The China Newspaper Association (CNA) announced at the meeting that 81 major newspapers, the largest buyers of newsprint in China, consumed 1.51 million tons of newsprint in 2013, a 9.6 percent year-on-year fall, Beijing-based China Press and Publishing Journal reported. Forty-eight out of 81 newspapers reduced newsprint consumption in 2013. Twenty-seven increased, the newspaper reported.
In addition to the weak domestic market, the overseas market has seen declining demand for newsprint in 2013, the report said.

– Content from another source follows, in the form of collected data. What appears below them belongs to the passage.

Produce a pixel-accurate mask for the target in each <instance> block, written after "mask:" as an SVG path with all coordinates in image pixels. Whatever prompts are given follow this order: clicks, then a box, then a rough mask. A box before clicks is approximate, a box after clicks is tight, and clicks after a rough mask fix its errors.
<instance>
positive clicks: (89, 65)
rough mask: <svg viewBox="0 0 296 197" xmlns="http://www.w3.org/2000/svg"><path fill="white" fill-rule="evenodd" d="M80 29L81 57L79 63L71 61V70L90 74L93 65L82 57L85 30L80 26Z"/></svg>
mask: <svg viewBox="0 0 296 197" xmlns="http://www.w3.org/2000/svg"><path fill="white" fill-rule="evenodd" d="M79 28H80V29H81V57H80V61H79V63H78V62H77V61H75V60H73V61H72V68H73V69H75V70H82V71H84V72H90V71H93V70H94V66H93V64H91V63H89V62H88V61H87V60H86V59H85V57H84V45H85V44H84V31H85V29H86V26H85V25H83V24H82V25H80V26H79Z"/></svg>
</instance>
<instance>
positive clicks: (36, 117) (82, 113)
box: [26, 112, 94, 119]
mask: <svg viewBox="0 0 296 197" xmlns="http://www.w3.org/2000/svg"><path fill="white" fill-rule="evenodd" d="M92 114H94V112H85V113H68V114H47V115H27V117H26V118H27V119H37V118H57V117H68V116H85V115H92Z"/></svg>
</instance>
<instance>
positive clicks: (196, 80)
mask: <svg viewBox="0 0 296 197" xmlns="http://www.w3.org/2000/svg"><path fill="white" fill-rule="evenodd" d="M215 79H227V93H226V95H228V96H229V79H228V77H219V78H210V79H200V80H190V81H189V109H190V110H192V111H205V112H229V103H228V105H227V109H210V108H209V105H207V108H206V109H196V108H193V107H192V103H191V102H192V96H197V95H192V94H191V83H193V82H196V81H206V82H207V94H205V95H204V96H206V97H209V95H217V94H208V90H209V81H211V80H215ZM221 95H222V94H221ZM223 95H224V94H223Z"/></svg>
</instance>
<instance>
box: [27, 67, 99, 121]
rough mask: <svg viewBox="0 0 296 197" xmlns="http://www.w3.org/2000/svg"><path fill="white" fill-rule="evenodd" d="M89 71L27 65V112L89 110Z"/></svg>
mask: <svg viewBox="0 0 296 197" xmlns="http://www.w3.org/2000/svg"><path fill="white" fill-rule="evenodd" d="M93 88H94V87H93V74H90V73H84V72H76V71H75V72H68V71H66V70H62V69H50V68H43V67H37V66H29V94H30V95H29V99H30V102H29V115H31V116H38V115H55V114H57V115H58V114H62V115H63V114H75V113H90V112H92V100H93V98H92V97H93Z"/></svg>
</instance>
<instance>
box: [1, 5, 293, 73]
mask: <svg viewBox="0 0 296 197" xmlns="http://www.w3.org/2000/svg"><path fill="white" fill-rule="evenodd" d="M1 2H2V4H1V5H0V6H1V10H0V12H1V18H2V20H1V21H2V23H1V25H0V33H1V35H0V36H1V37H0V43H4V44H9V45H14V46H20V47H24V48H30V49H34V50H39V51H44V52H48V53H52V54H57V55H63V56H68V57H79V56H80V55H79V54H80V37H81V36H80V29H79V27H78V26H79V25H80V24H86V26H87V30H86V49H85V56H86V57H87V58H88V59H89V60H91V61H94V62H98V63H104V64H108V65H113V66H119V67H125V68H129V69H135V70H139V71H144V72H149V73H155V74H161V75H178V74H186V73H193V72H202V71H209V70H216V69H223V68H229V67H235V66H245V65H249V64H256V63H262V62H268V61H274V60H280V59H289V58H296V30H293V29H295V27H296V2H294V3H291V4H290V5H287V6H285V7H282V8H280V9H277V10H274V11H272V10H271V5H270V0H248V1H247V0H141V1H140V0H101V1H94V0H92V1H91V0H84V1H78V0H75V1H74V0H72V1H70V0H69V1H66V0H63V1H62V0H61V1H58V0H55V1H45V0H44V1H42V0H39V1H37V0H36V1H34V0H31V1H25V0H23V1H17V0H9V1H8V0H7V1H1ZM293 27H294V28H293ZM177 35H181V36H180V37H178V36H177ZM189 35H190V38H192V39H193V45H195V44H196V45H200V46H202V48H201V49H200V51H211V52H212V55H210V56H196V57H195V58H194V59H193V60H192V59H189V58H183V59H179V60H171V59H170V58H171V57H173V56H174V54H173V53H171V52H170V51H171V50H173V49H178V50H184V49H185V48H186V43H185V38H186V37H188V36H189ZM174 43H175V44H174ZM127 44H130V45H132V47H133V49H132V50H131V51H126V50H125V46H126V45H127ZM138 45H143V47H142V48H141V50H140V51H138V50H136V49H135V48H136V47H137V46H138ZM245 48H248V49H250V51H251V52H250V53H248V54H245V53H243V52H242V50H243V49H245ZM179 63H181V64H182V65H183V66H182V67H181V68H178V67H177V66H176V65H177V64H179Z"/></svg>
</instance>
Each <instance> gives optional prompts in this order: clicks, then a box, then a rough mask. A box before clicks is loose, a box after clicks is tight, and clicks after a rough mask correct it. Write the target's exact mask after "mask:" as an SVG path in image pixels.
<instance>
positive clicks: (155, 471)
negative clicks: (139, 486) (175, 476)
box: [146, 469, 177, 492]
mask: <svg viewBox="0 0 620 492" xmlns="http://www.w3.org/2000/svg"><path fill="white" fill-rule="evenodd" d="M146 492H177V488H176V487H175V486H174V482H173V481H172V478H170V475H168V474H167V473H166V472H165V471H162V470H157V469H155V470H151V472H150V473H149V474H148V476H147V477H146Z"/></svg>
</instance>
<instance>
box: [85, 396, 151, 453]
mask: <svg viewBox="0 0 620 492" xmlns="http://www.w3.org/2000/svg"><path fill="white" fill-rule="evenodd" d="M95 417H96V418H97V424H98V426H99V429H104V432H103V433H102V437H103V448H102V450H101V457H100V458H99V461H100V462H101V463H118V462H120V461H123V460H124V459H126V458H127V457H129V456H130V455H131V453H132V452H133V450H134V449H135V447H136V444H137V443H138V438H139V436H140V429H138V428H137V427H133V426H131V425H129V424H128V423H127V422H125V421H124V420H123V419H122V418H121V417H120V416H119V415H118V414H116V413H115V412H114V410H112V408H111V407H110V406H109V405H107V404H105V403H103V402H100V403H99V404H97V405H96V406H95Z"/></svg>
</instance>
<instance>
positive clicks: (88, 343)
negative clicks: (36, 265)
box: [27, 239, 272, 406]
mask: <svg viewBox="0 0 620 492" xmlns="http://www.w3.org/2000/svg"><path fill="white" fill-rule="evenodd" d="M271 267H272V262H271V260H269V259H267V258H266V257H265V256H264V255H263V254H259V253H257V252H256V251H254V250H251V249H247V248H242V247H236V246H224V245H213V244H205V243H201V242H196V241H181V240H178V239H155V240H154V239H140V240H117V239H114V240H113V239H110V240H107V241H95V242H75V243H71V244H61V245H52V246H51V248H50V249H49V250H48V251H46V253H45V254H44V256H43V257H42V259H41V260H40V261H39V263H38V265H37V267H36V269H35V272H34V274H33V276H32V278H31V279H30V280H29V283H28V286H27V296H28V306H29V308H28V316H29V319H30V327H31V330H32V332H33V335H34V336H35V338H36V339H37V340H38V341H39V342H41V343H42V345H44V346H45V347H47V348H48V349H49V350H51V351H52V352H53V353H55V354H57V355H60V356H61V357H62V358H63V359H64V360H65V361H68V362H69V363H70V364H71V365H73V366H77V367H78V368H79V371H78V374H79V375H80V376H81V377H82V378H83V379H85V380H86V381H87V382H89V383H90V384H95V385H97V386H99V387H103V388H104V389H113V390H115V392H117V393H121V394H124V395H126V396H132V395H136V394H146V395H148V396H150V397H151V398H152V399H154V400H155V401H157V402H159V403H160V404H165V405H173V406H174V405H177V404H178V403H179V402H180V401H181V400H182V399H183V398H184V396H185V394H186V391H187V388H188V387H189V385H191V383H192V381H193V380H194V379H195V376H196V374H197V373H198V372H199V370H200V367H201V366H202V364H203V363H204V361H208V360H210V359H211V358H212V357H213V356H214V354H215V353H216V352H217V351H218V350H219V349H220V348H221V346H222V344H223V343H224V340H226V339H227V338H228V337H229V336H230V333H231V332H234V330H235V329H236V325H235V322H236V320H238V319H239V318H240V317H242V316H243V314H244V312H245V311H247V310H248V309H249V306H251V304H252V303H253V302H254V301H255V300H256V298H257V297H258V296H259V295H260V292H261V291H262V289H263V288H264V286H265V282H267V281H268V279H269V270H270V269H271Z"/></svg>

Newsprint needs in North America fell 10 percent in 2013 and production also shrank, according to the report.
Overcapacity
Many factors contributed to the price decline, but the main reason is overcapacity, Zhang and Yan said.
Total newsprint consumption in China in 2013 was 3.07 million tons, 330,000 tons less than 2012, but newsprint output reached 3.7 million tons last year, China Press and Publishing Journal reported, citing data released by CNA at the suppliers' annual meeting.
The newsprint industry in China grew fast after 2000, Yan said.
In 2005 and 2006, Norske Skog (Hebei) Paper, Huatai Group and Chenming Group in East China's Shandong Province all launched new production projects with annual production capacity of more than 300,000 tons, leading to a continuous price drop, media reports said.
The market in 2008 held optimistic expectations that newspapers would flourish with the Beijing Olympic Games as newsprint manufacturers enhanced productivity, Yan said.
Afterward even as prices plunged in 2009, Huatai Group still started a production project with 400,000 tons annual output capacity in South China's Guangdong Province in 2011, according to its website.
The new production project in Guangdong is a part of Huatai's development strategy in the Pearl River Delta, Huatai told the Global Times Monday via e-mail, noting the new project did not increase Huatai's total newsprint output because the headquarters in Shandong Province had reduced production.
Future of newsprint
Facing oversupply, newsprint suppliers decided at the meeting that the industry would halt production for 15 or 20 days in January, Zhang said.
Pausing production is only a temporary solution, which could not solve overcapacity, Yan said.
Overcapacity will shake up the industry and the smaller factories will shut down first, Yan predicted.
Increasing environmental awareness also places higher requirements on newspaper production, Yan said.
Huatai's newsprint production project in Shandong Province was suspended by the Ministry of Environmental Protection due to its sludge landfill not meeting environmental standards, according to a filing on Shanghai Stock Exchange website released on June 28, 2013.
The suspension was lifted after the project was improved to meet environmental protection requirements, according to another filing released by the company on January 6.
Newsprint industry output in 2014 will stay at 3.7 million tons, the same as 2013, and consumption may be about 3.09 million tons, the report said, citing CNA data.